# Planting Orchard grass in spring



## Bob M (Feb 11, 2012)

I have never planted grass in the spring, always in the fall. Ground is in good shape and it is pretty early, I am thinking about trying some Orchard Grass now. Any advice and could I expect much yield this year. One other thought we had was to plant the field in Teff and then destroy Teff in the fall and then plant Orchard.


----------



## hay rake (Dec 31, 2011)

if you get a frost that will kill the teff.


----------



## covenanthay (Oct 2, 2009)

The temperature has to be above 60 and absolutely no chance of frost to plant Teff-here (OH) that is June. I have planted orchardgrass in the spring but didn't take a cutting off till the next spring.


----------



## Barry Bowen (Nov 16, 2009)

Planting orchard in the spring is 50/50 at best.

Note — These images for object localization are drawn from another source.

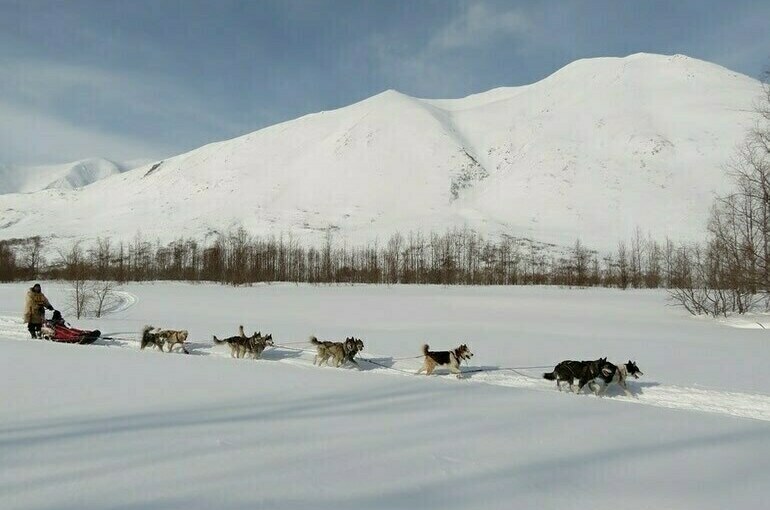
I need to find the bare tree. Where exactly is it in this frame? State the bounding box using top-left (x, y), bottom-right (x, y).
top-left (616, 241), bottom-right (629, 289)
top-left (18, 237), bottom-right (44, 280)
top-left (644, 235), bottom-right (662, 288)
top-left (58, 242), bottom-right (93, 319)
top-left (92, 281), bottom-right (121, 318)
top-left (630, 227), bottom-right (644, 288)
top-left (572, 239), bottom-right (591, 286)
top-left (0, 241), bottom-right (17, 281)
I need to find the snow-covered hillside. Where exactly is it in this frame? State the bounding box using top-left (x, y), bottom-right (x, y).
top-left (0, 158), bottom-right (133, 194)
top-left (1, 283), bottom-right (769, 509)
top-left (0, 53), bottom-right (762, 249)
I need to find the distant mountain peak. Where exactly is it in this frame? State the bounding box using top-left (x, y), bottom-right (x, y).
top-left (0, 54), bottom-right (763, 251)
top-left (0, 157), bottom-right (136, 195)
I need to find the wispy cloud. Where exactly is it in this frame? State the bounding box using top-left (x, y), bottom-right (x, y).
top-left (364, 1), bottom-right (535, 97)
top-left (0, 98), bottom-right (170, 166)
top-left (0, 56), bottom-right (249, 165)
top-left (427, 1), bottom-right (531, 51)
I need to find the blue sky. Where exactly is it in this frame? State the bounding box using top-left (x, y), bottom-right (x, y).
top-left (1, 0), bottom-right (769, 166)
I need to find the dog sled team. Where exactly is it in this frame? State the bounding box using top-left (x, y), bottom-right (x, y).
top-left (139, 322), bottom-right (643, 395)
top-left (23, 284), bottom-right (643, 396)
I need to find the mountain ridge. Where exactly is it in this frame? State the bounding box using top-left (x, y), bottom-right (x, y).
top-left (0, 53), bottom-right (763, 251)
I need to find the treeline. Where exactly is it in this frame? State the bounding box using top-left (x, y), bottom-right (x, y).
top-left (665, 71), bottom-right (770, 316)
top-left (1, 227), bottom-right (694, 289)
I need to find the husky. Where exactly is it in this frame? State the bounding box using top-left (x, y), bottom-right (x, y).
top-left (140, 325), bottom-right (164, 351)
top-left (213, 328), bottom-right (262, 358)
top-left (543, 358), bottom-right (613, 394)
top-left (417, 343), bottom-right (473, 379)
top-left (599, 360), bottom-right (644, 396)
top-left (310, 336), bottom-right (348, 367)
top-left (343, 337), bottom-right (364, 367)
top-left (236, 324), bottom-right (273, 359)
top-left (156, 329), bottom-right (190, 354)
top-left (250, 333), bottom-right (274, 359)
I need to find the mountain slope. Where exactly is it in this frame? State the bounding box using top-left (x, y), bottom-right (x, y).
top-left (0, 53), bottom-right (762, 250)
top-left (0, 158), bottom-right (133, 194)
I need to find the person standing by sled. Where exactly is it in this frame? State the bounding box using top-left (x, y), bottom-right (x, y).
top-left (23, 283), bottom-right (53, 338)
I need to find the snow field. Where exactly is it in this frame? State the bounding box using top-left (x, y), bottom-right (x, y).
top-left (2, 282), bottom-right (770, 509)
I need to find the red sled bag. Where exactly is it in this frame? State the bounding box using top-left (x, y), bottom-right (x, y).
top-left (41, 321), bottom-right (101, 344)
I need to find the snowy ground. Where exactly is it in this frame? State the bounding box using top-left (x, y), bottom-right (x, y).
top-left (2, 282), bottom-right (769, 509)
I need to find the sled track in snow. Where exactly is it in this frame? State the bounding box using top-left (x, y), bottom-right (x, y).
top-left (101, 290), bottom-right (137, 315)
top-left (2, 315), bottom-right (770, 423)
top-left (465, 369), bottom-right (770, 422)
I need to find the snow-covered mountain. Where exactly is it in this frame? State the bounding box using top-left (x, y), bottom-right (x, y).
top-left (0, 53), bottom-right (762, 250)
top-left (0, 158), bottom-right (135, 194)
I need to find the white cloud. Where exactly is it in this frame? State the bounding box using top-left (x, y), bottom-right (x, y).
top-left (364, 1), bottom-right (533, 96)
top-left (428, 1), bottom-right (531, 51)
top-left (0, 57), bottom-right (244, 165)
top-left (0, 98), bottom-right (169, 166)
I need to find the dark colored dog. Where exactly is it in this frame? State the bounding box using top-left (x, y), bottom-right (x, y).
top-left (213, 329), bottom-right (262, 358)
top-left (250, 333), bottom-right (274, 359)
top-left (140, 325), bottom-right (164, 351)
top-left (343, 337), bottom-right (364, 367)
top-left (543, 357), bottom-right (613, 394)
top-left (599, 360), bottom-right (644, 396)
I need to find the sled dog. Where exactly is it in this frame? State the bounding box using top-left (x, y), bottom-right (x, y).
top-left (417, 343), bottom-right (473, 379)
top-left (250, 333), bottom-right (274, 359)
top-left (600, 360), bottom-right (643, 396)
top-left (543, 358), bottom-right (613, 394)
top-left (156, 329), bottom-right (190, 354)
top-left (310, 336), bottom-right (345, 367)
top-left (236, 325), bottom-right (274, 359)
top-left (343, 337), bottom-right (364, 367)
top-left (310, 336), bottom-right (360, 367)
top-left (213, 327), bottom-right (263, 358)
top-left (140, 325), bottom-right (164, 351)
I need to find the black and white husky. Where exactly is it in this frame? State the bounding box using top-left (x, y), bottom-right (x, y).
top-left (417, 344), bottom-right (473, 379)
top-left (600, 360), bottom-right (643, 396)
top-left (543, 358), bottom-right (613, 394)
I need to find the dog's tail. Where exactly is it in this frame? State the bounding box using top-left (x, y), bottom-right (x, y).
top-left (422, 344), bottom-right (430, 356)
top-left (543, 371), bottom-right (556, 380)
top-left (212, 335), bottom-right (225, 344)
top-left (140, 325), bottom-right (153, 349)
top-left (238, 325), bottom-right (246, 337)
top-left (310, 336), bottom-right (320, 345)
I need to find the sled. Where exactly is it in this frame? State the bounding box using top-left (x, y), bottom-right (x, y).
top-left (41, 322), bottom-right (101, 344)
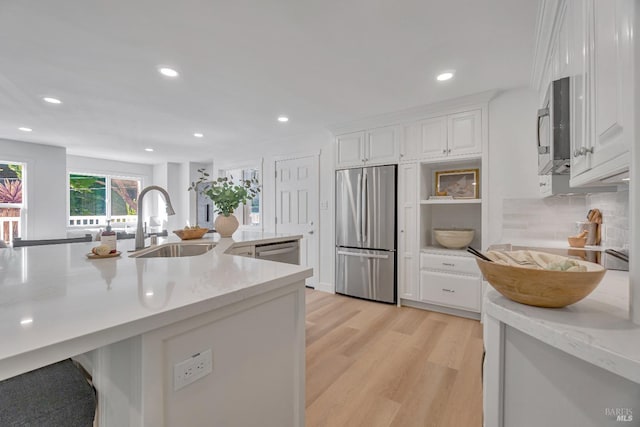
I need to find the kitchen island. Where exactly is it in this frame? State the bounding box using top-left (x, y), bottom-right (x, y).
top-left (0, 231), bottom-right (310, 427)
top-left (483, 269), bottom-right (640, 426)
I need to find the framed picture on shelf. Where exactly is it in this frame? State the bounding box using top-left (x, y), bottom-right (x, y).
top-left (434, 168), bottom-right (479, 199)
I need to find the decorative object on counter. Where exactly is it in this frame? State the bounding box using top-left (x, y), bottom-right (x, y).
top-left (476, 250), bottom-right (606, 308)
top-left (434, 168), bottom-right (479, 199)
top-left (567, 230), bottom-right (588, 248)
top-left (586, 208), bottom-right (602, 245)
top-left (173, 226), bottom-right (208, 240)
top-left (87, 243), bottom-right (120, 259)
top-left (189, 168), bottom-right (261, 238)
top-left (100, 220), bottom-right (117, 252)
top-left (433, 228), bottom-right (475, 249)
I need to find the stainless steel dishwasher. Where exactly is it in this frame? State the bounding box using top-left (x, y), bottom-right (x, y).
top-left (254, 240), bottom-right (299, 265)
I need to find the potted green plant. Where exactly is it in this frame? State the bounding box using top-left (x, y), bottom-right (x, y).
top-left (188, 168), bottom-right (260, 237)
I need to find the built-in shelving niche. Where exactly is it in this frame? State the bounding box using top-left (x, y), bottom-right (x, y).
top-left (419, 159), bottom-right (482, 251)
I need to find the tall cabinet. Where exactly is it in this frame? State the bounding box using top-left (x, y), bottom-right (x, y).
top-left (333, 96), bottom-right (491, 319)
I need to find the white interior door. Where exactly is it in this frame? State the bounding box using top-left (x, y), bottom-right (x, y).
top-left (275, 155), bottom-right (319, 287)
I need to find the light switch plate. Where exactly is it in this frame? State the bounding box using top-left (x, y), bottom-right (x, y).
top-left (174, 349), bottom-right (213, 391)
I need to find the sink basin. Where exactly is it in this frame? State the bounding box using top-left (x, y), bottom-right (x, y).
top-left (130, 242), bottom-right (215, 258)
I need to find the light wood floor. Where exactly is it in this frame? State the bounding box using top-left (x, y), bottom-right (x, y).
top-left (305, 289), bottom-right (483, 427)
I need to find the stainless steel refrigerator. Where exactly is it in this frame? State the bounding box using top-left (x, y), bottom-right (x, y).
top-left (335, 165), bottom-right (396, 303)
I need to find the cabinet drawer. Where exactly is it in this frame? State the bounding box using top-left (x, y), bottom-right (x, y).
top-left (420, 252), bottom-right (480, 276)
top-left (419, 270), bottom-right (481, 312)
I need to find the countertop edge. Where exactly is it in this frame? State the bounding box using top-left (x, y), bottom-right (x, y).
top-left (0, 267), bottom-right (312, 380)
top-left (484, 286), bottom-right (640, 384)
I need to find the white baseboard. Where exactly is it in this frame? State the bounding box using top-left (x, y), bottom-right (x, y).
top-left (315, 282), bottom-right (335, 294)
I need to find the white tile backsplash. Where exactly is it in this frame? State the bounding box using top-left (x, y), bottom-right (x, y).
top-left (502, 189), bottom-right (629, 248)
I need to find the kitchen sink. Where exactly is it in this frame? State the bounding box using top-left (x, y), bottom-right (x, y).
top-left (130, 242), bottom-right (215, 258)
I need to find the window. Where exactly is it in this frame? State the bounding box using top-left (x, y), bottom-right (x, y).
top-left (69, 173), bottom-right (141, 226)
top-left (0, 162), bottom-right (24, 244)
top-left (225, 168), bottom-right (261, 227)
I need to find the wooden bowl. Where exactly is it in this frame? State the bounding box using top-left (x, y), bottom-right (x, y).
top-left (567, 236), bottom-right (587, 248)
top-left (433, 228), bottom-right (475, 249)
top-left (476, 258), bottom-right (606, 308)
top-left (173, 228), bottom-right (209, 240)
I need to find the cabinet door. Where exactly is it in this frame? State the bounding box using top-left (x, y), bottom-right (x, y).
top-left (569, 0), bottom-right (591, 177)
top-left (336, 131), bottom-right (365, 168)
top-left (447, 110), bottom-right (482, 157)
top-left (590, 0), bottom-right (632, 169)
top-left (365, 126), bottom-right (399, 165)
top-left (400, 122), bottom-right (420, 161)
top-left (419, 270), bottom-right (481, 312)
top-left (418, 116), bottom-right (448, 159)
top-left (398, 164), bottom-right (418, 301)
top-left (555, 3), bottom-right (571, 79)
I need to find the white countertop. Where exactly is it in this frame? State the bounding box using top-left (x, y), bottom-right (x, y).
top-left (0, 231), bottom-right (310, 380)
top-left (484, 269), bottom-right (640, 383)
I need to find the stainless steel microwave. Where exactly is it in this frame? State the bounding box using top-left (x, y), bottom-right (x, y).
top-left (537, 77), bottom-right (571, 175)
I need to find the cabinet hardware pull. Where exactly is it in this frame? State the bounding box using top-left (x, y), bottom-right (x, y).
top-left (442, 288), bottom-right (455, 293)
top-left (442, 262), bottom-right (455, 267)
top-left (585, 147), bottom-right (594, 154)
top-left (442, 149), bottom-right (447, 154)
top-left (447, 148), bottom-right (452, 153)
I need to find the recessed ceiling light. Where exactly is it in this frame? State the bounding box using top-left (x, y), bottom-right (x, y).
top-left (277, 116), bottom-right (289, 123)
top-left (18, 127), bottom-right (33, 132)
top-left (145, 148), bottom-right (154, 152)
top-left (622, 177), bottom-right (630, 182)
top-left (20, 318), bottom-right (33, 326)
top-left (193, 132), bottom-right (204, 138)
top-left (436, 72), bottom-right (455, 82)
top-left (159, 67), bottom-right (179, 78)
top-left (43, 97), bottom-right (62, 104)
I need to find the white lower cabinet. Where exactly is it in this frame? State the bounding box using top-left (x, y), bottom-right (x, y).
top-left (419, 252), bottom-right (481, 313)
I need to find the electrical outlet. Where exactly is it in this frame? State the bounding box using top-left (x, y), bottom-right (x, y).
top-left (174, 349), bottom-right (213, 391)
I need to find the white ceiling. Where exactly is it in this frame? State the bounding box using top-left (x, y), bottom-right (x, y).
top-left (0, 0), bottom-right (539, 164)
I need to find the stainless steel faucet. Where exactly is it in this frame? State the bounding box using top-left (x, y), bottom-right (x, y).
top-left (135, 186), bottom-right (176, 250)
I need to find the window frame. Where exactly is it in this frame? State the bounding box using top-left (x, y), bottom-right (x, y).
top-left (67, 171), bottom-right (142, 227)
top-left (218, 159), bottom-right (263, 231)
top-left (0, 161), bottom-right (26, 243)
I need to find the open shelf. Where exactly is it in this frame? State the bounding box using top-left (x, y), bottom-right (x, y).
top-left (420, 199), bottom-right (482, 205)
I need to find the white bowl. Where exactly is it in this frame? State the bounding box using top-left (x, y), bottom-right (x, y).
top-left (433, 228), bottom-right (475, 249)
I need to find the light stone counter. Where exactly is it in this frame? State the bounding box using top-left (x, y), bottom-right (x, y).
top-left (484, 269), bottom-right (640, 383)
top-left (0, 231), bottom-right (310, 381)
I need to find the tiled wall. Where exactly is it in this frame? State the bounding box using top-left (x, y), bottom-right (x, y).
top-left (502, 188), bottom-right (629, 248)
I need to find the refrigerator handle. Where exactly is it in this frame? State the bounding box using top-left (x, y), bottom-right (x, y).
top-left (362, 171), bottom-right (368, 244)
top-left (356, 172), bottom-right (362, 243)
top-left (337, 250), bottom-right (389, 260)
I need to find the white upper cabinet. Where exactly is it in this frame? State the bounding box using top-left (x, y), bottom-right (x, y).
top-left (335, 131), bottom-right (366, 168)
top-left (366, 125), bottom-right (400, 165)
top-left (401, 116), bottom-right (447, 160)
top-left (537, 0), bottom-right (634, 186)
top-left (589, 0), bottom-right (632, 169)
top-left (447, 110), bottom-right (482, 157)
top-left (336, 126), bottom-right (399, 168)
top-left (400, 110), bottom-right (482, 161)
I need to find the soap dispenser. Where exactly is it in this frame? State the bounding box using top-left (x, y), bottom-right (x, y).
top-left (101, 220), bottom-right (117, 252)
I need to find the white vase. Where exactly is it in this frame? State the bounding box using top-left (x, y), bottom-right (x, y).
top-left (215, 214), bottom-right (239, 238)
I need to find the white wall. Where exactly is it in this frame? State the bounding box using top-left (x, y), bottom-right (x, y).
top-left (0, 139), bottom-right (67, 239)
top-left (487, 87), bottom-right (541, 245)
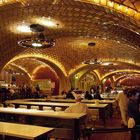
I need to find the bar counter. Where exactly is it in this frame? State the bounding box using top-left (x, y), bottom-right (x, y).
top-left (0, 107), bottom-right (86, 140)
top-left (0, 121), bottom-right (54, 140)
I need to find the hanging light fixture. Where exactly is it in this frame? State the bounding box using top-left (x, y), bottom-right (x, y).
top-left (18, 24), bottom-right (55, 49)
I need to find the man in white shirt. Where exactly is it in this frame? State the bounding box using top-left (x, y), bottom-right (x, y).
top-left (65, 94), bottom-right (88, 114)
top-left (64, 94), bottom-right (89, 139)
top-left (116, 89), bottom-right (128, 126)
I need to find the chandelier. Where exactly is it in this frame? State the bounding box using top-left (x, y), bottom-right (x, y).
top-left (18, 24), bottom-right (55, 49)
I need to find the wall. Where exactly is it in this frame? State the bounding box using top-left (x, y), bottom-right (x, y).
top-left (120, 77), bottom-right (140, 86)
top-left (15, 74), bottom-right (30, 86)
top-left (32, 67), bottom-right (59, 95)
top-left (0, 70), bottom-right (30, 86)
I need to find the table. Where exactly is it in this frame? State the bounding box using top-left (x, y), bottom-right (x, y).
top-left (47, 98), bottom-right (115, 104)
top-left (28, 98), bottom-right (116, 117)
top-left (0, 121), bottom-right (54, 140)
top-left (6, 99), bottom-right (108, 126)
top-left (0, 107), bottom-right (86, 140)
top-left (33, 98), bottom-right (116, 119)
top-left (6, 99), bottom-right (108, 110)
top-left (101, 94), bottom-right (117, 100)
top-left (51, 95), bottom-right (65, 99)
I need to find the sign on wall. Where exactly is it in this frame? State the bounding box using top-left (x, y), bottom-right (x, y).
top-left (32, 79), bottom-right (51, 91)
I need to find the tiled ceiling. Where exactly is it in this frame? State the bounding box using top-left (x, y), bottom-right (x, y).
top-left (111, 0), bottom-right (140, 12)
top-left (0, 0), bottom-right (140, 77)
top-left (95, 61), bottom-right (140, 79)
top-left (11, 58), bottom-right (44, 75)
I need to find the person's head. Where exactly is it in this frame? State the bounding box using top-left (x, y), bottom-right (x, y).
top-left (128, 88), bottom-right (138, 100)
top-left (90, 88), bottom-right (94, 93)
top-left (75, 94), bottom-right (82, 102)
top-left (123, 88), bottom-right (129, 95)
top-left (96, 86), bottom-right (99, 90)
top-left (62, 90), bottom-right (67, 94)
top-left (96, 91), bottom-right (100, 94)
top-left (71, 87), bottom-right (74, 91)
top-left (85, 91), bottom-right (89, 94)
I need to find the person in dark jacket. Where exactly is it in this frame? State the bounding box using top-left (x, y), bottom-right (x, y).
top-left (90, 88), bottom-right (95, 98)
top-left (84, 91), bottom-right (93, 100)
top-left (94, 91), bottom-right (103, 100)
top-left (127, 89), bottom-right (140, 140)
top-left (136, 86), bottom-right (140, 105)
top-left (128, 89), bottom-right (140, 124)
top-left (66, 89), bottom-right (75, 99)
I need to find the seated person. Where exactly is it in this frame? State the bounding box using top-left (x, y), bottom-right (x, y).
top-left (84, 91), bottom-right (93, 100)
top-left (94, 91), bottom-right (103, 100)
top-left (65, 94), bottom-right (88, 113)
top-left (66, 90), bottom-right (75, 99)
top-left (90, 88), bottom-right (95, 98)
top-left (61, 90), bottom-right (67, 98)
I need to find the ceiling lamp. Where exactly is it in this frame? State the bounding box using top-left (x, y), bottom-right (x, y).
top-left (18, 24), bottom-right (55, 49)
top-left (88, 42), bottom-right (96, 47)
top-left (17, 24), bottom-right (31, 33)
top-left (83, 58), bottom-right (102, 65)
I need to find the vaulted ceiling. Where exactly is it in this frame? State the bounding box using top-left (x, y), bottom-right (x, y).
top-left (0, 0), bottom-right (140, 79)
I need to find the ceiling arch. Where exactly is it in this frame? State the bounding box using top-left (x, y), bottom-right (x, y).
top-left (79, 0), bottom-right (140, 18)
top-left (114, 73), bottom-right (140, 82)
top-left (4, 54), bottom-right (67, 76)
top-left (4, 63), bottom-right (31, 78)
top-left (0, 0), bottom-right (140, 80)
top-left (101, 69), bottom-right (140, 81)
top-left (110, 0), bottom-right (140, 12)
top-left (69, 61), bottom-right (140, 79)
top-left (119, 76), bottom-right (140, 86)
top-left (10, 63), bottom-right (32, 78)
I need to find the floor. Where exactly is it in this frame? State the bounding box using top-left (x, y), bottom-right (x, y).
top-left (50, 110), bottom-right (133, 140)
top-left (90, 110), bottom-right (131, 140)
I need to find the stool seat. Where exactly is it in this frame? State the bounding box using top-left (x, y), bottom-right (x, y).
top-left (55, 107), bottom-right (62, 111)
top-left (43, 106), bottom-right (52, 110)
top-left (31, 106), bottom-right (39, 110)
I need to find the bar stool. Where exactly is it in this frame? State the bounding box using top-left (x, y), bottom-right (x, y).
top-left (43, 106), bottom-right (53, 110)
top-left (31, 106), bottom-right (39, 110)
top-left (19, 105), bottom-right (27, 109)
top-left (55, 107), bottom-right (62, 112)
top-left (8, 104), bottom-right (15, 108)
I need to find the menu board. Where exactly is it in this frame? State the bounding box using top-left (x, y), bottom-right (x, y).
top-left (32, 79), bottom-right (51, 91)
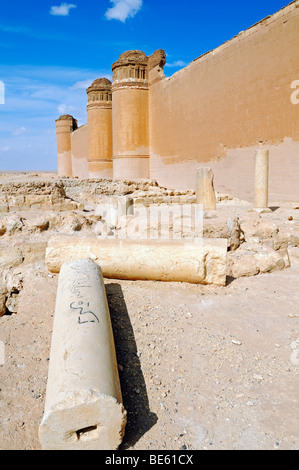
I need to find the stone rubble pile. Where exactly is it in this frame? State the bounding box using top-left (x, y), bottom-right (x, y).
top-left (0, 174), bottom-right (298, 317)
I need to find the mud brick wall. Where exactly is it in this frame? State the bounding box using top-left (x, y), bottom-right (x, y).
top-left (149, 1), bottom-right (299, 202)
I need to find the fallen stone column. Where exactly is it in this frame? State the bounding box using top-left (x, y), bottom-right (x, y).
top-left (45, 235), bottom-right (227, 286)
top-left (39, 259), bottom-right (126, 450)
top-left (196, 167), bottom-right (217, 211)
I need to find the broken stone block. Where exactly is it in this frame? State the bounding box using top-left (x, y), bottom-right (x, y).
top-left (0, 221), bottom-right (6, 236)
top-left (203, 217), bottom-right (242, 251)
top-left (240, 219), bottom-right (279, 243)
top-left (276, 225), bottom-right (299, 248)
top-left (26, 216), bottom-right (50, 232)
top-left (0, 203), bottom-right (9, 213)
top-left (227, 250), bottom-right (259, 278)
top-left (21, 242), bottom-right (48, 264)
top-left (25, 195), bottom-right (52, 206)
top-left (5, 290), bottom-right (19, 314)
top-left (0, 248), bottom-right (23, 270)
top-left (5, 215), bottom-right (23, 235)
top-left (227, 242), bottom-right (287, 278)
top-left (0, 282), bottom-right (7, 317)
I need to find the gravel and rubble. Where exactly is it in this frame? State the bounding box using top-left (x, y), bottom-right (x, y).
top-left (0, 172), bottom-right (298, 450)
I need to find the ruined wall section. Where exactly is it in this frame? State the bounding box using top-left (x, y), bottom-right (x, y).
top-left (149, 1), bottom-right (299, 201)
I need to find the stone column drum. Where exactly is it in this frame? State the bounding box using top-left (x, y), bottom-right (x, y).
top-left (56, 115), bottom-right (77, 177)
top-left (45, 235), bottom-right (228, 286)
top-left (112, 50), bottom-right (150, 180)
top-left (39, 259), bottom-right (126, 450)
top-left (254, 149), bottom-right (269, 209)
top-left (87, 79), bottom-right (113, 179)
top-left (196, 167), bottom-right (216, 211)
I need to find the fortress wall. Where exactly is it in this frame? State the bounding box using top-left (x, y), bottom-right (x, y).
top-left (149, 1), bottom-right (299, 202)
top-left (71, 124), bottom-right (89, 179)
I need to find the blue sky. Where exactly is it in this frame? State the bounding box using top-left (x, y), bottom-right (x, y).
top-left (0, 0), bottom-right (291, 171)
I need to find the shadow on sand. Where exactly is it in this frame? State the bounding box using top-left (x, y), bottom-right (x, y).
top-left (105, 283), bottom-right (158, 449)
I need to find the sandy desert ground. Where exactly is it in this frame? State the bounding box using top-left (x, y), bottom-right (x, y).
top-left (0, 172), bottom-right (298, 450)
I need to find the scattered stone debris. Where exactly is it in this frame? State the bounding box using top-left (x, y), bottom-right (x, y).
top-left (0, 172), bottom-right (298, 450)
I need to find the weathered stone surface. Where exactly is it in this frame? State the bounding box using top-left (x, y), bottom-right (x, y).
top-left (4, 268), bottom-right (23, 294)
top-left (25, 215), bottom-right (50, 232)
top-left (227, 242), bottom-right (287, 278)
top-left (112, 50), bottom-right (148, 70)
top-left (5, 291), bottom-right (19, 314)
top-left (0, 221), bottom-right (6, 236)
top-left (275, 225), bottom-right (299, 248)
top-left (0, 259), bottom-right (24, 315)
top-left (45, 235), bottom-right (227, 285)
top-left (5, 215), bottom-right (23, 235)
top-left (39, 259), bottom-right (126, 450)
top-left (0, 180), bottom-right (66, 199)
top-left (196, 167), bottom-right (216, 211)
top-left (0, 179), bottom-right (84, 212)
top-left (203, 217), bottom-right (242, 251)
top-left (0, 248), bottom-right (23, 270)
top-left (240, 217), bottom-right (299, 253)
top-left (58, 213), bottom-right (84, 232)
top-left (21, 242), bottom-right (48, 264)
top-left (0, 203), bottom-right (9, 213)
top-left (240, 219), bottom-right (279, 243)
top-left (0, 281), bottom-right (7, 317)
top-left (254, 149), bottom-right (269, 209)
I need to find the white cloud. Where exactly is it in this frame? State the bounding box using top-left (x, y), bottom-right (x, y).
top-left (57, 104), bottom-right (76, 115)
top-left (50, 3), bottom-right (77, 16)
top-left (105, 0), bottom-right (143, 22)
top-left (70, 79), bottom-right (94, 91)
top-left (0, 64), bottom-right (111, 171)
top-left (12, 126), bottom-right (26, 136)
top-left (165, 60), bottom-right (188, 68)
top-left (70, 75), bottom-right (112, 90)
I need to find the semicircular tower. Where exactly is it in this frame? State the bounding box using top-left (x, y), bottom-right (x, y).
top-left (86, 78), bottom-right (113, 179)
top-left (111, 50), bottom-right (149, 180)
top-left (56, 114), bottom-right (77, 177)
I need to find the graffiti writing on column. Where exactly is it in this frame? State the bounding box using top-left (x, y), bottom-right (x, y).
top-left (70, 300), bottom-right (100, 324)
top-left (61, 263), bottom-right (100, 325)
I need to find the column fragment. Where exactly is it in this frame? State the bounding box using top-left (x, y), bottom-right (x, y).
top-left (46, 236), bottom-right (227, 286)
top-left (39, 259), bottom-right (126, 450)
top-left (254, 149), bottom-right (269, 209)
top-left (196, 167), bottom-right (217, 211)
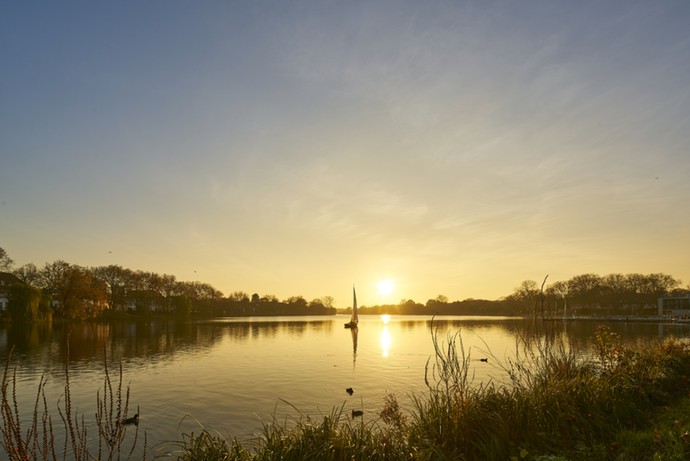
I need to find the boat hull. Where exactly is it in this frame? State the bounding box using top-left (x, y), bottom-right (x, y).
top-left (344, 322), bottom-right (358, 329)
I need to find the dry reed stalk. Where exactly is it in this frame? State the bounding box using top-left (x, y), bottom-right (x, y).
top-left (1, 340), bottom-right (146, 461)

I have done it and gotten a good mid summer cutting and then one later. It has also not made it at all, usually because it was dry, and lost the field till the fall.

Teff, ground has to be 60 and NO chance of frost. Teff is just no where near as easy as some people make it sound. Been doing it for 5 years. Started at 20 acres of teff, now I only do 1-3 acres per year for one specific customer.

Some people like to mix orchard and oats, and then take the oats for oat hay. Fine for cattle. It acts like the cover for the grass, but still only 50/50 that it makes it depending on weather.

Bottom line, pays your money and take your chances in the spring. Much more of a sure thing in the fall.


----------



## covenanthay (Oct 2, 2009)

Barry Bowen
"Teff is just no where near as easy as some people make it sound. Been doing it for 5 years."

What problems did you run into? I doing 8 acres this year as a trial.


----------